Limited partnerships showed up in the 19th century, generally for small projects, where investors, the limited partners, can be liable only for their investment and a general partner remains fully liable. This isn’t bad if you are a limited partner, but still leaves you individually exposed if you are in charge. In 1987, Wyoming created the limited liability company which, if managed by a manager with members only investing money, gets the benefits of a limited partnership with the addition of limited liability for the general partner (the manager) as well. Likewise, if the LLC is managed by the members and not by a manager, it is like a general partnership, except all of the members now have limited liability. And to make it even more attractive, LLC’s don’t have the corporate problems of lots of old requirements, like annual meetings, and LLC’s are generally taxed like partnerships, so no double taxation. Since 1987 every state has come up with its own LLC rules and they compete with each other to get the small businesses in their state. Utah just revised its LLC statute and is a very business friendly model. But wait, there’s more!
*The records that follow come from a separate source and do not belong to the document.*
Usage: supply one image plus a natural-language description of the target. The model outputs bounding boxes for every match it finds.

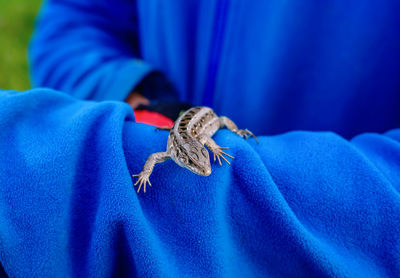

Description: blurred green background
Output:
[0,0,41,90]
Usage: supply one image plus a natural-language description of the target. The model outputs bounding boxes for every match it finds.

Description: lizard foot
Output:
[211,147,234,166]
[132,172,151,193]
[236,129,259,143]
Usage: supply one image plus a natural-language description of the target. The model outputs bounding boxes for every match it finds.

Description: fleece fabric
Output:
[0,89,400,278]
[30,0,400,138]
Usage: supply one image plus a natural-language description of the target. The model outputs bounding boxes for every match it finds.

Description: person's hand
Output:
[125,92,150,109]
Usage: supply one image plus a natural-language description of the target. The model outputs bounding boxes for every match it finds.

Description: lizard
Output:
[132,106,258,193]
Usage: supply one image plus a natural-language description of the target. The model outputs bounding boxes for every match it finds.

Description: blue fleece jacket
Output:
[0,89,400,278]
[14,0,400,277]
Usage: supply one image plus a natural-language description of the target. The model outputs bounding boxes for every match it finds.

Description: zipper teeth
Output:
[202,0,228,106]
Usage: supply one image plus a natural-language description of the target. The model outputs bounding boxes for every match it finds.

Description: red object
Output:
[134,110,174,128]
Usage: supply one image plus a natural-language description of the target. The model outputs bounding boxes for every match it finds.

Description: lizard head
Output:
[174,141,211,176]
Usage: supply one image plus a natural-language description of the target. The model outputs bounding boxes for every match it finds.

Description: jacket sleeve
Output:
[0,89,400,277]
[29,0,153,100]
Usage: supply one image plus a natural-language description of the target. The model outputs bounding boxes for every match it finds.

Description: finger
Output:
[136,183,142,193]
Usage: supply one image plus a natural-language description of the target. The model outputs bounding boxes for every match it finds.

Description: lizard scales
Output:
[133,106,258,193]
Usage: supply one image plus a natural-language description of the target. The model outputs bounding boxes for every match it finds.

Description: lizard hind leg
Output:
[219,116,259,143]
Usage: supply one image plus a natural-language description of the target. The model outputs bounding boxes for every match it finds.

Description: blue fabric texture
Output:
[30,0,400,138]
[0,89,400,277]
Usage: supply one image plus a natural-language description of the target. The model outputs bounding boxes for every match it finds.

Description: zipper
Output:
[202,0,229,107]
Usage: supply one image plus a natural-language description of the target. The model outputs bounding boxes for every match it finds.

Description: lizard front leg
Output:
[197,134,234,166]
[219,116,258,143]
[132,152,170,193]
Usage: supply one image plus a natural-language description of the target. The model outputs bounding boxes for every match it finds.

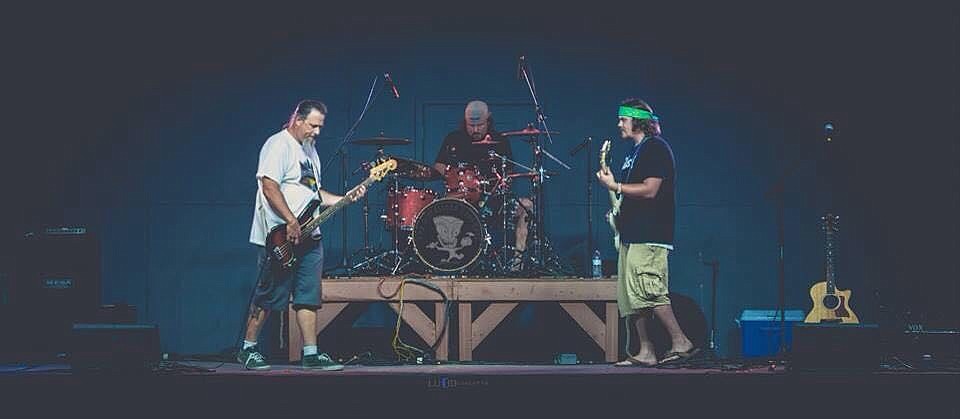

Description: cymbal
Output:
[350,136,413,145]
[507,170,557,178]
[470,136,503,144]
[500,125,559,137]
[391,157,443,181]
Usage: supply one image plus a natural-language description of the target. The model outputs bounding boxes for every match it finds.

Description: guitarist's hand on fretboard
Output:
[287,218,300,245]
[597,169,617,190]
[346,184,367,202]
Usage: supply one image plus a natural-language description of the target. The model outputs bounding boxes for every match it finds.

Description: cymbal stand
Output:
[519,56,571,271]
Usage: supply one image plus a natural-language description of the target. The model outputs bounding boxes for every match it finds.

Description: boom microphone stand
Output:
[518,55,570,272]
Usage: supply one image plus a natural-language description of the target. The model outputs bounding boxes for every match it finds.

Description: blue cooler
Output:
[737,310,806,358]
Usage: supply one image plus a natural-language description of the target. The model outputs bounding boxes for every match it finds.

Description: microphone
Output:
[570,137,593,156]
[383,73,400,99]
[517,55,527,80]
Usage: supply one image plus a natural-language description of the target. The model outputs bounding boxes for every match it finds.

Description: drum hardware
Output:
[503,56,571,274]
[500,123,560,137]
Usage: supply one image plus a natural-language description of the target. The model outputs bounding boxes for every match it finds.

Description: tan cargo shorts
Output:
[617,243,670,317]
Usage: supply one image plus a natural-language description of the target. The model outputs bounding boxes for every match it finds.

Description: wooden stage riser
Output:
[288,277,619,362]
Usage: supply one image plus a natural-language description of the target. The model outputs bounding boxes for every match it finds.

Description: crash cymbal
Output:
[350,136,413,146]
[391,157,443,181]
[500,125,559,137]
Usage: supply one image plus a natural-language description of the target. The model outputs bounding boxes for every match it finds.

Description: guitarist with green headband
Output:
[597,99,699,367]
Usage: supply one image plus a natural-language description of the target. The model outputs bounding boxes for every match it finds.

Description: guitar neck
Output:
[823,217,839,294]
[300,177,376,232]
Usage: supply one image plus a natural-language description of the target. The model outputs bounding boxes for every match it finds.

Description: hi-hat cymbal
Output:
[350,136,413,145]
[391,157,443,181]
[470,135,503,144]
[507,170,557,179]
[500,125,559,137]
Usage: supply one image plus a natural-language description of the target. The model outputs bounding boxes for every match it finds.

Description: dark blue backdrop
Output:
[3,6,958,360]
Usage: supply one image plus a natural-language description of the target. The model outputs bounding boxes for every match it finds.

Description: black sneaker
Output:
[237,346,270,370]
[300,354,343,371]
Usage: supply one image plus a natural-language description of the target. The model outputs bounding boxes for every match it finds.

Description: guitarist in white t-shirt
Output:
[237,100,366,371]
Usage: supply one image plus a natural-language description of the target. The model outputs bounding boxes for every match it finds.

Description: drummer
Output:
[433,100,533,269]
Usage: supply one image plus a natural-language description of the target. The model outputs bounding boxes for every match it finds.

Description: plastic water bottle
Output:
[591,250,603,278]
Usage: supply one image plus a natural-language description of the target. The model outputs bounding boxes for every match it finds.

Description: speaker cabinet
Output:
[10,228,100,359]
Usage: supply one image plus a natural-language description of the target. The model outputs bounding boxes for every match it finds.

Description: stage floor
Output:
[0,362,960,418]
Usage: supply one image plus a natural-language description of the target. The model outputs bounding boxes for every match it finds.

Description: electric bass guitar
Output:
[266,159,397,269]
[804,213,860,323]
[600,139,623,251]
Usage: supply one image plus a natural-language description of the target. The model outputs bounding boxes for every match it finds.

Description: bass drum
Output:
[412,198,487,272]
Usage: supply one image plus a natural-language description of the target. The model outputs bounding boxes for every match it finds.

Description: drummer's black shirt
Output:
[435,128,513,174]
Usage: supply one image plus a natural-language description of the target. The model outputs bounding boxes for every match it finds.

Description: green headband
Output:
[617,106,660,121]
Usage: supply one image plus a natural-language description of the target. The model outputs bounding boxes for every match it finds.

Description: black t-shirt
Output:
[617,137,677,245]
[435,128,513,175]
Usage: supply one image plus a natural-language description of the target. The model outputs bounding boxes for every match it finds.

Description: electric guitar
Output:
[266,159,397,269]
[804,213,860,323]
[600,139,623,251]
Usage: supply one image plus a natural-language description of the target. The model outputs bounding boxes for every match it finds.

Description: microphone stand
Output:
[703,259,720,352]
[764,124,832,359]
[570,137,594,277]
[322,76,384,276]
[520,57,571,272]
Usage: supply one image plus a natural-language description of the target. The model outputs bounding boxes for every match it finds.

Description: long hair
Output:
[620,98,662,137]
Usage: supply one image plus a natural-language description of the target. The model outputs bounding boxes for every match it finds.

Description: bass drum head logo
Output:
[413,198,486,272]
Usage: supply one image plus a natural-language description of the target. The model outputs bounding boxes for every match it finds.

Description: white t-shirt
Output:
[250,129,320,246]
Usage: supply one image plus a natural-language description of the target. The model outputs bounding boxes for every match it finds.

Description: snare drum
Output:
[443,163,486,205]
[386,186,437,230]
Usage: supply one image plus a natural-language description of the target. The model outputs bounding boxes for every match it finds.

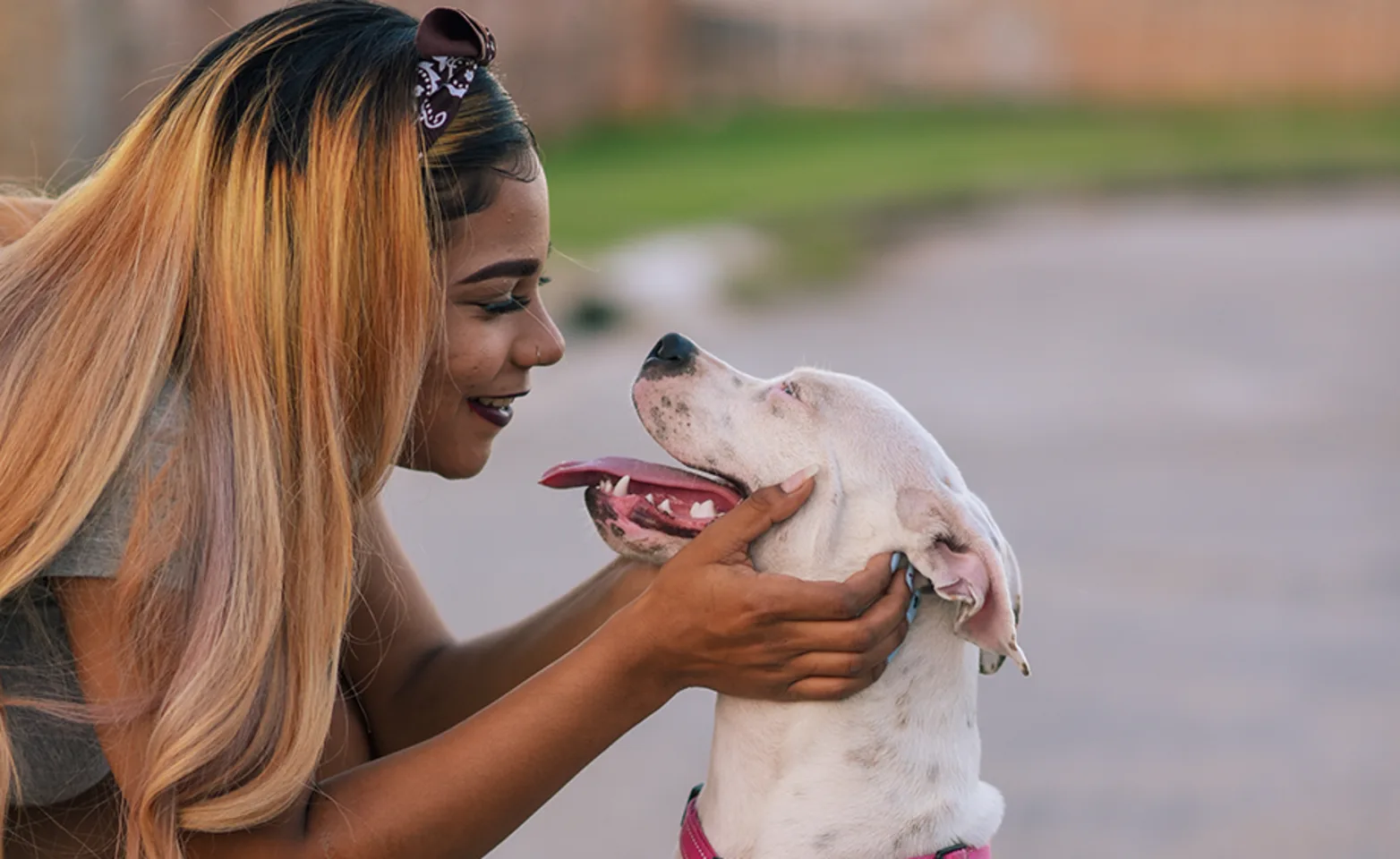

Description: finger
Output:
[784,576,910,653]
[789,620,907,678]
[755,554,909,621]
[688,472,815,561]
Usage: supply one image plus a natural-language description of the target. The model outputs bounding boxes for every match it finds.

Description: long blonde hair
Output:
[0,0,532,859]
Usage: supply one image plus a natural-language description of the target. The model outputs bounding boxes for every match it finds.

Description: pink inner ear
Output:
[934,543,990,606]
[934,543,1020,660]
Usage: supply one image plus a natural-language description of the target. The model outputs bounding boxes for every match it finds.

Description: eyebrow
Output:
[457,259,541,284]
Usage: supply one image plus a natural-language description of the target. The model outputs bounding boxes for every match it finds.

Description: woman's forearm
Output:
[375,559,650,754]
[191,609,675,859]
[307,612,672,859]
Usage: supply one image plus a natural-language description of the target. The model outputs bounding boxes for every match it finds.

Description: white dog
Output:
[543,335,1030,859]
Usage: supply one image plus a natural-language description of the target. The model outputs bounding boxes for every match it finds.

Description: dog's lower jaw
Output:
[698,603,1003,859]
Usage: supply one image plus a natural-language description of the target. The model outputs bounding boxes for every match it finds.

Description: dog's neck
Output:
[698,498,1003,859]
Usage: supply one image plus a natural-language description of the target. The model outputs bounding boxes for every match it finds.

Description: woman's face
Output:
[399,163,564,479]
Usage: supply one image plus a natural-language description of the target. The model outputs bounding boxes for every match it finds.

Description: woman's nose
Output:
[516,308,564,367]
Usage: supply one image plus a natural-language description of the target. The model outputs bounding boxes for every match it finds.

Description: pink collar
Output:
[680,787,991,859]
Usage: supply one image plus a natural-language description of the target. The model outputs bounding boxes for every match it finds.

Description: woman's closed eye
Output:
[471,295,531,316]
[461,277,549,316]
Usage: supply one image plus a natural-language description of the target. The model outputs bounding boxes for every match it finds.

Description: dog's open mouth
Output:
[539,456,745,537]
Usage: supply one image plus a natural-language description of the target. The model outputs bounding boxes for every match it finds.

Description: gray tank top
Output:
[0,387,178,806]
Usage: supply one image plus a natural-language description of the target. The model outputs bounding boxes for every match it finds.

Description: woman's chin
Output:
[399,441,491,480]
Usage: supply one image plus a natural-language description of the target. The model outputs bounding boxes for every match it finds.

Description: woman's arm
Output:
[57,482,909,859]
[343,499,655,754]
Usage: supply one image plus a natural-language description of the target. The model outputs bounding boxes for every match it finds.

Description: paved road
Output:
[390,191,1400,859]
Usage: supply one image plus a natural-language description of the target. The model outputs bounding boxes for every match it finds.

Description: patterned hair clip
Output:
[413,5,496,147]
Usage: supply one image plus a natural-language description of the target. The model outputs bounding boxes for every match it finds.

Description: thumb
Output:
[688,466,817,561]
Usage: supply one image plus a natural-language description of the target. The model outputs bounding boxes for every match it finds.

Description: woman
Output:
[0,0,909,859]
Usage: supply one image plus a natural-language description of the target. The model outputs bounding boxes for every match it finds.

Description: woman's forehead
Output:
[444,174,549,268]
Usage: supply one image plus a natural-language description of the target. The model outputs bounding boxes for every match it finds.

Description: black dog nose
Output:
[641,332,700,373]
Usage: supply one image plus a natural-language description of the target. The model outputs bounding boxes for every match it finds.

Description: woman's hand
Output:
[618,470,910,701]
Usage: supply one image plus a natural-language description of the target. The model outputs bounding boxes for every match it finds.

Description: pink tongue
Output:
[539,456,739,504]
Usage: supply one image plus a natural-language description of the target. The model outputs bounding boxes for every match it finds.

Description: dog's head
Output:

Still trying to help the small business owner, Utah now has limited liability general partnerships, limited liability partnerships, and other options. So you live at a good time to go into small business.
There are still times when a corporation is a better option than an LLC. There is a growing area of law and strategy constantly being dreamed up by business, estate planning, and tax lawyers to take advantage of the current laws and push boundaries. The IRS is constantly playing catch-up with those new strategies. For instance, did you know that if you put real property into an LLC you can transfer it out later without any tax problems? Not the same for a corporation; the very act of moving real property out creates a taxable event. So as a rule, put real property in an LLC. If you need to, set up an LLC simply to hold your real property and use a corporation for your other business needs. There are myriad other tricks of the trade. An attorney well-versed in this area of law, and not all are, can save you many times the potential costs you pay him or her for advice in choosing what entity to use.